Martabat seluruh anak Adam: manusia dimuliakan dengan akal dan kemampuan.
۞ وَلَقَدْ كَرَّمْنَا بَنِيْٓ اٰدَمَ وَحَمَلْنٰهُمْ فِى الْبَرِّ وَالْبَحْرِ وَرَزَقْنٰهُمْ مِّنَ الطَّيِّبٰتِ وَفَضَّلْنٰهُمْ عَلٰى كَثِيْرٍ مِّمَّنْ خَلَقْنَا تَفْضِيْلًا ࣖ ٧٠
Sungguh, Kami telah memuliakan anak cucu Adam dan Kami angkut mereka di darat dan di laut. Kami anugerahkan pula kepada mereka rezeki dari yang baik-baik dan Kami lebihkan mereka di atas banyak makhluk yang Kami ciptakan dengan kelebihan yang sempurna.

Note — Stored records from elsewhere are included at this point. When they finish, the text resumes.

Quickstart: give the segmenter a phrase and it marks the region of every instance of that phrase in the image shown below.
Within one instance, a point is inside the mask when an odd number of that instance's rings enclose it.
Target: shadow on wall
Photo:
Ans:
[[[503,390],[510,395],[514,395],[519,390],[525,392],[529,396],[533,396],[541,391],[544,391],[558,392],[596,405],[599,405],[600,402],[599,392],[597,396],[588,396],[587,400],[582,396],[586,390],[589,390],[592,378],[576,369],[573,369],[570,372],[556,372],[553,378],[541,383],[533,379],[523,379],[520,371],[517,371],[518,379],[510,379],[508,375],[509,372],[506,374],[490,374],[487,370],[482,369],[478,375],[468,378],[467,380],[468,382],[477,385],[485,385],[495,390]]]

Ayat ini secara eksplisit menegaskan kehormatan universal manusia tanpa membedakan ras, agama, atau status sosial. “Wa laqad karramnā banī ādama” — “Sungguh, Kami telah memuliakan anak cucu Adam” — menjadi dasar teologis bagi konsep kesetaraan manusia. Kemuliaan itu bersifat melekat (innate dignity), bukan hasil prestasi atau status sosial, melainkan anugerah dari Allah. Dalam konteks hak asasi manusia, ayat ini mencerminkan pengakuan bahwa setiap individu memiliki hak untuk dihormati dan dilindungi. Islam menempatkan martabat manusia di atas segala bentuk diskriminasi, sehingga pelanggaran terhadap hak manusia sejatinya adalah bentuk pelanggaran terhadap kehendak Tuhan.